Dès les premières paroles échangées, je m’aperçus que nous parlions chacun un langage différent et que nous ne pourrions pas nous comprendre, comme si c’eût été deux langues étrangères. J’invoquai l’honneur de la Belgique, — l’honneur aussi indispensable à une nation qu’à un particulier ! — ses devoirs de neutre, sa conduite toujours parfaitement loyale envers l’Allemagne, — à quoi le secrétaire d’État s’empressa de rendre justice, — et l’impossibilité où elle était de faire à la proposition du gouvernement impérial toute autre réponse que celle qu’elle lui avait notifiée. Il dut le reconnaître, mais avec effort et seulement en tant qu’homme privé, distinction subtile pour ne pas compromettre sa personnalité officielle.

Il me répondit par des raisons brutales qui lui paraissaient sans réplique : question de vie ou de mort pour l’Allemagne, nécessité de passer par la Belgique, afin d’écraser la France le plus rapidement possible, difficulté de forcer la frontière française, trop fortifiée. Il me répéta l’engagement de respecter l’indépendance de mon pays et de l’indemniser. C’était, je pense, la leçon apprise du chef de l’état-major qu’il me récitait mot pour mot. À ces motifs stratégiques et à ces promesses alléchantes, s’ajoutaient son regret personnel, ceux de l’Empereur et de son gouvernement, d’être contraints d’en venir là. Il me semblait étonné du peu d’impression que produisait son langage. Quand j’annonçai l’intention de quitter Berlin et de demander mes passeports, il se récria : il ne voulait pas rompre ses relations avec moi ! Qu’avait-il espéré de cet entretien, et qu’espérait-il encore ?
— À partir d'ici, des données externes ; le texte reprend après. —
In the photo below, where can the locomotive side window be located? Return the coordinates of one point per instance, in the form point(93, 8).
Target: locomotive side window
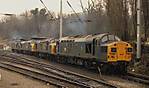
point(104, 39)
point(113, 50)
point(88, 48)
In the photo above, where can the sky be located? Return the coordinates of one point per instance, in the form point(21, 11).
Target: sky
point(20, 6)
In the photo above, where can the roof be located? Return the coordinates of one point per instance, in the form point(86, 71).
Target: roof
point(82, 38)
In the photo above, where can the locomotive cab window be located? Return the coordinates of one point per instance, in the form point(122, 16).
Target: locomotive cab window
point(88, 48)
point(104, 39)
point(113, 50)
point(104, 49)
point(129, 49)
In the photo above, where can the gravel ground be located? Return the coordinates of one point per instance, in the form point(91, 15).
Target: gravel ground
point(114, 80)
point(11, 79)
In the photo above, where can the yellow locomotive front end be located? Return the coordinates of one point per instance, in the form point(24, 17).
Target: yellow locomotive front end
point(119, 52)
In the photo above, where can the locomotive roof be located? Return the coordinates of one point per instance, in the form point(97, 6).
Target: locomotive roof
point(83, 38)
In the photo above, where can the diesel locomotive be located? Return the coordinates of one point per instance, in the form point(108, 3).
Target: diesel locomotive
point(103, 50)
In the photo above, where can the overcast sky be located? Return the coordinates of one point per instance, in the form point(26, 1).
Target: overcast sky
point(19, 6)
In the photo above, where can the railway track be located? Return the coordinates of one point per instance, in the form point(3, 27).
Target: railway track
point(57, 73)
point(137, 78)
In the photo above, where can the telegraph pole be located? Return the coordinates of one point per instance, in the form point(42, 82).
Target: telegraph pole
point(61, 20)
point(138, 29)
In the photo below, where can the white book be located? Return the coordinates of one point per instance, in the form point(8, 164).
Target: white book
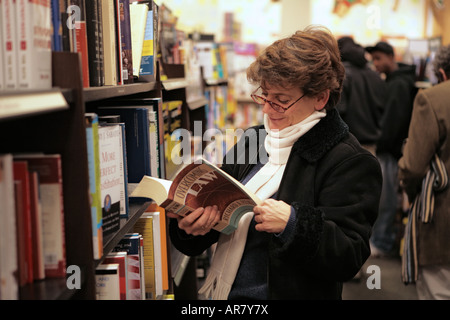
point(157, 250)
point(107, 282)
point(34, 32)
point(9, 44)
point(9, 286)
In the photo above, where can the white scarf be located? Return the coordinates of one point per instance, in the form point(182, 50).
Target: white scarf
point(264, 184)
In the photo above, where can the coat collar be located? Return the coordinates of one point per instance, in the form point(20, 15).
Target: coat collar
point(322, 137)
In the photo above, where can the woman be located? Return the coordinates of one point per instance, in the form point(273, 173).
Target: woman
point(321, 188)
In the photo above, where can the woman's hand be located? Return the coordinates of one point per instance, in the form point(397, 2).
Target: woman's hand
point(199, 222)
point(272, 216)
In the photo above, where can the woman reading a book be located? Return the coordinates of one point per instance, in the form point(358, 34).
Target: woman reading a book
point(320, 187)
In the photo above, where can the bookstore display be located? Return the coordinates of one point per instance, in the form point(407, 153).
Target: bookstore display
point(94, 93)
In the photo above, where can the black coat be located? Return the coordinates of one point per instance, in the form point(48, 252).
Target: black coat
point(335, 187)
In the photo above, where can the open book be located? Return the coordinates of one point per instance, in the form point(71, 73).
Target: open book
point(200, 185)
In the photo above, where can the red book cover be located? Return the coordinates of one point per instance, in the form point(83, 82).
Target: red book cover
point(24, 223)
point(121, 259)
point(49, 168)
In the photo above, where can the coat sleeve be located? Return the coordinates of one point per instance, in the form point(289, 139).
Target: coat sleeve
point(331, 238)
point(421, 145)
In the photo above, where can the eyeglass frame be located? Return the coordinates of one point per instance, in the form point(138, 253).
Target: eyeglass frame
point(271, 103)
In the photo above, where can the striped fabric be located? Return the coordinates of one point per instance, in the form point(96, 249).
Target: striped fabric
point(422, 210)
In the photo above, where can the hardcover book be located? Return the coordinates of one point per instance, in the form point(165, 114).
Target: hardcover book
point(200, 184)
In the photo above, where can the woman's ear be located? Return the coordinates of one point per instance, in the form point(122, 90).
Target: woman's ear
point(322, 100)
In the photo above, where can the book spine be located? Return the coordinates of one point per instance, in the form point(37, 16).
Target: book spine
point(34, 50)
point(80, 44)
point(10, 44)
point(109, 43)
point(93, 41)
point(126, 45)
point(56, 26)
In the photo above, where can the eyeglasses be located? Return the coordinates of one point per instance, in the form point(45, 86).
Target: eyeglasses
point(275, 106)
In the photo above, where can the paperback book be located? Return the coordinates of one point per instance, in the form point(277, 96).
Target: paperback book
point(200, 184)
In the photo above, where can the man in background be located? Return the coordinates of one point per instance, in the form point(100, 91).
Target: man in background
point(400, 81)
point(363, 95)
point(429, 134)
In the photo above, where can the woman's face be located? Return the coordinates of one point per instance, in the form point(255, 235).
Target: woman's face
point(299, 111)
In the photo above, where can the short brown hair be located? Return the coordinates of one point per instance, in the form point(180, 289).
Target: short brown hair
point(309, 59)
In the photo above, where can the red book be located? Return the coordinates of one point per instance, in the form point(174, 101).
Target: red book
point(121, 259)
point(24, 240)
point(49, 168)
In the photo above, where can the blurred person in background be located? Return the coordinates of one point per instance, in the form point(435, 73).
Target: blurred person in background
point(400, 81)
point(429, 135)
point(320, 188)
point(363, 95)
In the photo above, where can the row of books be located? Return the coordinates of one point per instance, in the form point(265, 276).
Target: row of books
point(32, 234)
point(124, 143)
point(116, 41)
point(137, 268)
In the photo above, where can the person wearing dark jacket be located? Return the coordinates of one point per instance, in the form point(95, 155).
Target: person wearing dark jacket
point(320, 189)
point(363, 95)
point(401, 90)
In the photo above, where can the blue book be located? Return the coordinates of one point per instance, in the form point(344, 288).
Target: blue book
point(136, 122)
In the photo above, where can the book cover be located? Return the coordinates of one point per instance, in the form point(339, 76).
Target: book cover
point(81, 43)
point(153, 207)
point(137, 139)
point(36, 227)
point(24, 229)
point(201, 184)
point(131, 245)
point(49, 167)
point(107, 282)
point(9, 286)
point(110, 179)
point(109, 43)
point(93, 153)
point(121, 259)
point(144, 226)
point(10, 44)
point(95, 43)
point(157, 250)
point(34, 31)
point(125, 47)
point(138, 22)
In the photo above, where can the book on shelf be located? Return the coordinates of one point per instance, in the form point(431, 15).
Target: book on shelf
point(34, 32)
point(36, 227)
point(24, 228)
point(121, 259)
point(57, 30)
point(49, 168)
point(10, 44)
point(95, 42)
point(115, 121)
point(130, 244)
point(156, 129)
point(111, 181)
point(93, 154)
point(144, 226)
point(79, 39)
point(124, 37)
point(138, 21)
point(200, 184)
point(153, 207)
point(137, 139)
point(107, 281)
point(8, 231)
point(109, 43)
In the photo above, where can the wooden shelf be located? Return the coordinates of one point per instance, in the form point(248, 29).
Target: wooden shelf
point(17, 104)
point(107, 92)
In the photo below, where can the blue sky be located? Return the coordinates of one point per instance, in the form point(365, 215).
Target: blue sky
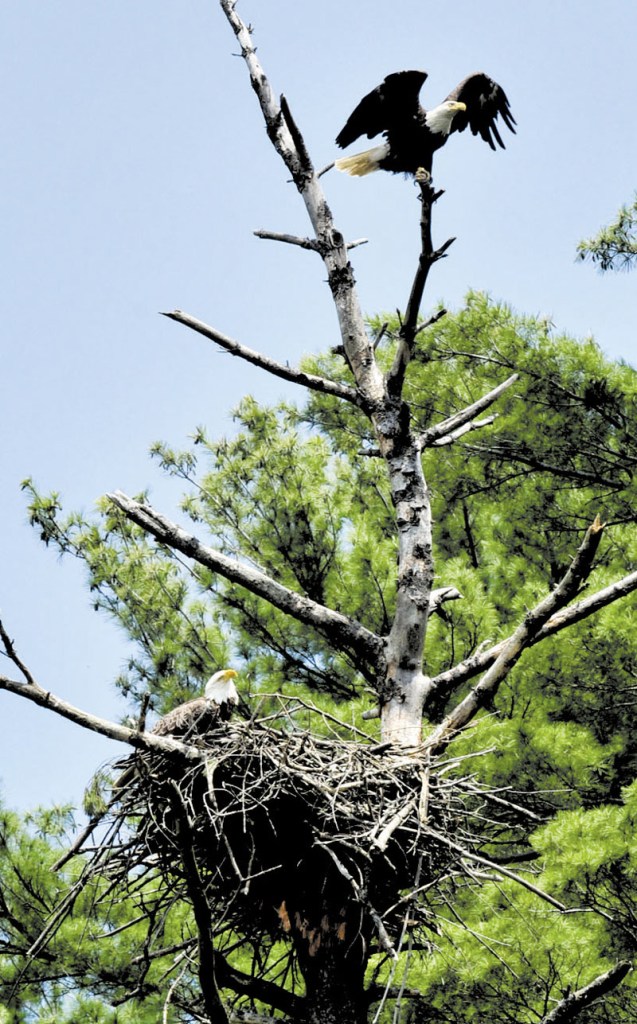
point(135, 168)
En me retirant, je lançai la flèche du Parthe que je tenais en réserve : la violation de la neutralité belge vaudrait à l’Allemagne une guerre avec l’Angleterre. M. de Jagow, qui m’avait parlé avec agitation, d’un ton pressant, qu’il s’efforçait de rendre persuasif, eut alors un haussement d’épaules. Mon trait s’émoussait, — telum imbelle, sine ictu, — sur un adversaire cuirassé de résolution ou d’indifférence.